Training and validation loss increases and transcription worsen when added few hours of new audio data of same environment #933

JRMeyer · 2021-03-08T04:41:42Z

JRMeyer
Mar 8, 2021
Maintainer

>>> nasim.alam086
[November 17, 2019, 7:19pm]

Hi, slash
A few months ago, I trained a deep speech model for the Hindi-English
mixed dataset (mainly Hindi almost 80-90 %) of 1600 hrs of mono audio. I
got WER: 0.20, train loss: 35.36, and validation loss: 48.23 and good
transcription result on the test data.

When I added 300hrs of new audio(mono converted from stereo using sox)
from a similar environment but speech seems spoken fast because of the
long duration of the call (but I cut that into 1.5 to 10sec of audio
chunks). Now I again trained deep speech from scratch with new 300 hrs
of data (total: 1600+300= 1900 hrs). slash
Now I found that:

1. Model early stopped at10th epoch while previously (on 1600 hrs data)
early stopped at 13th epoch.
2. I got WER: 0.31, train loss: 51.1 and valid loss: 64.20.

I tested this model on two audio, first, new audio from the first 1600
hrs of data and second, data from new 300 hrs. I found the model gives
the same transcription as before for the first type of audio, but for
the second type of audio (audio from new 300 hrs of data), it skips lots
of words and transcription is also very poor.

prediction result improved when I give an audio chunk of almost 1-4 sec
and the chunk is amplitude peak normalized through Audacity.

So I then normalized my whole training data(1900 hrs) and trained from
scratch again, this time as well model early stopped at 10th epoch,
train loss becomes 50.09 from 51.1 and validation loss become 63 from
64.20 (minor changes in losses) and WER become 0.2982, but transcription
did not improve.

My question is:

1. What was the reason behind the model's behaviour?
2. Why model transcription is better on normalized audio chunks, Do I
need to give training audio of the same length?
3. Since I trained the model from new data (300 hrs) converted from
stereo to mono, the model's accuracy degraded, Does stereo to mono
data conversion affected the accuracy?

Any Help appreciated. slash
Thanks

[This is an archived TTS discussion thread from discourse.mozilla.org/t/training-and-validation-loss-increases-and-transcription-worsen-when-added-few-hours-of-new-audio-data-of-same-environment]

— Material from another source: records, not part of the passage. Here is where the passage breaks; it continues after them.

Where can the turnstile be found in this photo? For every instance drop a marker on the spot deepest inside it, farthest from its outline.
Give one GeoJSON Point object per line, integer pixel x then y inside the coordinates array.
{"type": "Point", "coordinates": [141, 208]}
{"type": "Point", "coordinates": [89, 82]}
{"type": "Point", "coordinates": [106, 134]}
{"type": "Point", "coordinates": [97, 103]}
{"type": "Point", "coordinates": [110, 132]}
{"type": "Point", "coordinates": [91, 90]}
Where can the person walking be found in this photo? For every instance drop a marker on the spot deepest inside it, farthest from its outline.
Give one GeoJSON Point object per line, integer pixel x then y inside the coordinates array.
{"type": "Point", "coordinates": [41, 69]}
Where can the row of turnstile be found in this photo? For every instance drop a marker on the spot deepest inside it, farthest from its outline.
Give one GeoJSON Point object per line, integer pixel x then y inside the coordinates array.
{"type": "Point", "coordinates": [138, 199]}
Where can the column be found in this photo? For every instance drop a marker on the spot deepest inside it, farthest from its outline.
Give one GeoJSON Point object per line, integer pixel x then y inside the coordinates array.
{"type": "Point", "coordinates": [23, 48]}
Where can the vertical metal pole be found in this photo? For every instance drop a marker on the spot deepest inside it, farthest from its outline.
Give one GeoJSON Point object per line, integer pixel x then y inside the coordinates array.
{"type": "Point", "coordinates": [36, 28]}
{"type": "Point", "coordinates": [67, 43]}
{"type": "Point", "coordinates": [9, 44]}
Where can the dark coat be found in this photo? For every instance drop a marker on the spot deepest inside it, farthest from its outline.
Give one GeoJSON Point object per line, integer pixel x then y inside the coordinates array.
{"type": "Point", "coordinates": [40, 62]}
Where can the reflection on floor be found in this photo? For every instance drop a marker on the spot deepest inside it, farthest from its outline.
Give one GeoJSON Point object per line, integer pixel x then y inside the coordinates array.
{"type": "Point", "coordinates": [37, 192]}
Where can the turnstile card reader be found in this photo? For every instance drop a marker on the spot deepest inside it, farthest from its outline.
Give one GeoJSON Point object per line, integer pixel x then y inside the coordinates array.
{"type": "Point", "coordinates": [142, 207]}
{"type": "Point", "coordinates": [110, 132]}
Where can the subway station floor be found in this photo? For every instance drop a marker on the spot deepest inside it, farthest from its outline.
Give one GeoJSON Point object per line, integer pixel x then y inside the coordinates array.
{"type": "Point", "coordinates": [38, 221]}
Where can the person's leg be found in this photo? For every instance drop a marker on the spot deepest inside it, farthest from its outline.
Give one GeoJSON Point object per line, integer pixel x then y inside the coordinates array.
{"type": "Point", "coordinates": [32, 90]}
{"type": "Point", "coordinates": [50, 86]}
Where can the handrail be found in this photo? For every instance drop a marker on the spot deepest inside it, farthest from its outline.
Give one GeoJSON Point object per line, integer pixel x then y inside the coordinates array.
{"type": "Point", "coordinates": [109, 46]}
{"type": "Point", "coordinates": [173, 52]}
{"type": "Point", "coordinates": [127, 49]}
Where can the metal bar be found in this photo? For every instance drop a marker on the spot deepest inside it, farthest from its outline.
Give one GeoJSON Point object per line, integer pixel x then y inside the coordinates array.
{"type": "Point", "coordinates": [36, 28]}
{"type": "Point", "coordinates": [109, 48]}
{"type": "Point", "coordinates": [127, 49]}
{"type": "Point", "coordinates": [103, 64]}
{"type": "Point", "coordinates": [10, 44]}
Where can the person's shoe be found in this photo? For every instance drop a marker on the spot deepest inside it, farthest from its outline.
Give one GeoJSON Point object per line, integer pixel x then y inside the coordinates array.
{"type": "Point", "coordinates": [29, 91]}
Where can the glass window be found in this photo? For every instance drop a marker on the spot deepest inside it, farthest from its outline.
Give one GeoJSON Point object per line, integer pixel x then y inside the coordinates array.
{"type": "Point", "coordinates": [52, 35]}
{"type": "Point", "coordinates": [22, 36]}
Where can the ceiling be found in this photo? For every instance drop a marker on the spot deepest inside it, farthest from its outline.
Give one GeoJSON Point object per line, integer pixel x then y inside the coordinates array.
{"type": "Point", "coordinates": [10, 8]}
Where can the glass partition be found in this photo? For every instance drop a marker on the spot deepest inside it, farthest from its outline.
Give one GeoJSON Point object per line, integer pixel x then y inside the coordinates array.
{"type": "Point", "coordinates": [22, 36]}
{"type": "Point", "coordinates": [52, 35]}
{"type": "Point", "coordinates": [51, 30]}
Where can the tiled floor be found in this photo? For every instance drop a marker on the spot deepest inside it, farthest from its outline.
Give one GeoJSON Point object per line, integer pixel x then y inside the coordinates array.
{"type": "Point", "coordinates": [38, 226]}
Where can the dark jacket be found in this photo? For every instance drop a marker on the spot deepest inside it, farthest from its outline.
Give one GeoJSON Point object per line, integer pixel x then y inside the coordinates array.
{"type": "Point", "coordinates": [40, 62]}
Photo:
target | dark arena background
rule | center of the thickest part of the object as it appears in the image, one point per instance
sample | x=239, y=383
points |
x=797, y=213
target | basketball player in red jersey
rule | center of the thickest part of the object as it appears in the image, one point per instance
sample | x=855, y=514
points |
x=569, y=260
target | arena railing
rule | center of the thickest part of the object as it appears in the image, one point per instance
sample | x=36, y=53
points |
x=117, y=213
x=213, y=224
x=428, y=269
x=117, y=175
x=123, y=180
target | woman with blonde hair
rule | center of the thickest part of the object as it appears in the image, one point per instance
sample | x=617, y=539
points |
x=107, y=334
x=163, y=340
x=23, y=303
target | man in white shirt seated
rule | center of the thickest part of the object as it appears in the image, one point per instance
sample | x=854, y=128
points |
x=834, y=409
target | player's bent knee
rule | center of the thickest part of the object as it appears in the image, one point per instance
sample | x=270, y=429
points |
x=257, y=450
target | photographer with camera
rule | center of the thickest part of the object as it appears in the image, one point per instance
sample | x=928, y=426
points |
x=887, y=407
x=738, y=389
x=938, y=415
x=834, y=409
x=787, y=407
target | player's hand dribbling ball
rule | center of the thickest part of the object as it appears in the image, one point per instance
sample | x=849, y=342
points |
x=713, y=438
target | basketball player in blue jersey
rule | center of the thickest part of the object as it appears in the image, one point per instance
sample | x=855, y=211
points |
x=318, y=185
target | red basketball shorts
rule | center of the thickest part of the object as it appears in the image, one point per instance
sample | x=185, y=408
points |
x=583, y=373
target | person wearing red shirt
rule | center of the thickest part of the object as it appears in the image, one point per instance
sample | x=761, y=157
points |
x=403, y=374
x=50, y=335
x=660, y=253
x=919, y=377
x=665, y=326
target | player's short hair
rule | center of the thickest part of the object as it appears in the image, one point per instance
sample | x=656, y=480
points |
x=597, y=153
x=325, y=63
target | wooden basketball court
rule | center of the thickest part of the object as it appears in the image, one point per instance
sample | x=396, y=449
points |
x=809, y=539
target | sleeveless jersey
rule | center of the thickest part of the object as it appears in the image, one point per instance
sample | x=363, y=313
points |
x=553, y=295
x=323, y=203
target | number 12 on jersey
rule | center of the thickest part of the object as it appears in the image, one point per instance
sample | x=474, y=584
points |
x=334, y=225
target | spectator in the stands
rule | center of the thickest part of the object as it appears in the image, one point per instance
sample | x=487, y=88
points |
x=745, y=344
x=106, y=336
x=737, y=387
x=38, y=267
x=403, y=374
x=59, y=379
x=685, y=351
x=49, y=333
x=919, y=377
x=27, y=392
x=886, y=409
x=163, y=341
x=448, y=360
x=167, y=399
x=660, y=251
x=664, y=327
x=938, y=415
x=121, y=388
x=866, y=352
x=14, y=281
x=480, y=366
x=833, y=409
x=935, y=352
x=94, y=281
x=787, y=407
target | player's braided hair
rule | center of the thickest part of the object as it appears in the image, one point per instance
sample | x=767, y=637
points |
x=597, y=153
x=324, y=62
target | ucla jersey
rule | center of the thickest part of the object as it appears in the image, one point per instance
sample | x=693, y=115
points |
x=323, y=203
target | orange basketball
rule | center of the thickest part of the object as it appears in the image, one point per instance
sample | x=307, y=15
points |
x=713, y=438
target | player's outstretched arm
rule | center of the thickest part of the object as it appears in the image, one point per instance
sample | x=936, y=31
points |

JRMeyer · 2021-03-08T04:41:44Z

JRMeyer
Mar 8, 2021
Maintainer Author

>>> lissyx
[November 18, 2019, 9:13am]

> Model early stopped at10th epoch while previously (on 1600 hrs data)
> early stopped at 13th epoch.

Early stopping might require finer tuning than you provided, I'd take
that with some restraint.

> When I added 300hrs of new audio(mono converted from stereo using sox)
> from a similar environment but speech seems spoken fast because of the
> long duration of the call (but I cut that into 1.5 to 10sec of audio
> chunks).

I don't completely understand your flow here.

> train loss becomes 50.09 from 51.1 and validation loss become 63 from
> 64.20 (minor changes in losses) and WER become 0.2982, but
> transcription did not improve.

Well, that's very low change, so it's not surprising the transcription
does not improves

> What was the reason behind the model's behaviour?

Sorry, but that's too generic, what are you exactly refering to?

> Why model transcription is better on normalized audio chunks, Do I
> need to give training audio of the same length?

I have not understood exactly how your added 300 hours are built, and we
don't know length distribution of others.

> Since I trained the model from new data (300 hrs) converted from
> stereo to mono, the model's accuracy degraded, Does stereo to mono
> data conversion affected the accuracy?

Devil lies in details. In theory, no. In practice, it depends on a lot
of factors, including how you uses sox. Since you are downgrading sound,
it should be possible to do it in such a way that does not looses audio
informations. But if you are not careful, you may introduce artifacts
that breaks.

[Archived Post]

0 replies

JRMeyer · 2021-03-08T04:41:47Z

JRMeyer
Mar 8, 2021
Maintainer Author

>>> nasim.alam086
[November 19, 2019, 6:07am]

> I don't completely understand your flow here.

Thanks for the prompt reply. Let me clear you at this: slash
previously One month ago, I trained a model on 1600hrs of data which
contains 1.5 to 10 sec of audio chunks the average length of audio is
5-6 sec. The whole dataset was mono. So I got wer=0.20 on the model
trained on this dataset.

last weekend, I got 300 hrs of new data similar to the previous
dataset (same environment but seems like speech rate high means spoken
fast as compared to the previous one) and call recordings were
stereo. slash
So I converted these audio to mono using SoX: 'sox infile.wav
outfile.l.wav remix 1'. slash
Then I made this dataset distribution the same as the previous one
(1.5sec to 10sec audio chunks of each audio) and then mixed new 300hrs
of data with 1600 hrs of previous dataset.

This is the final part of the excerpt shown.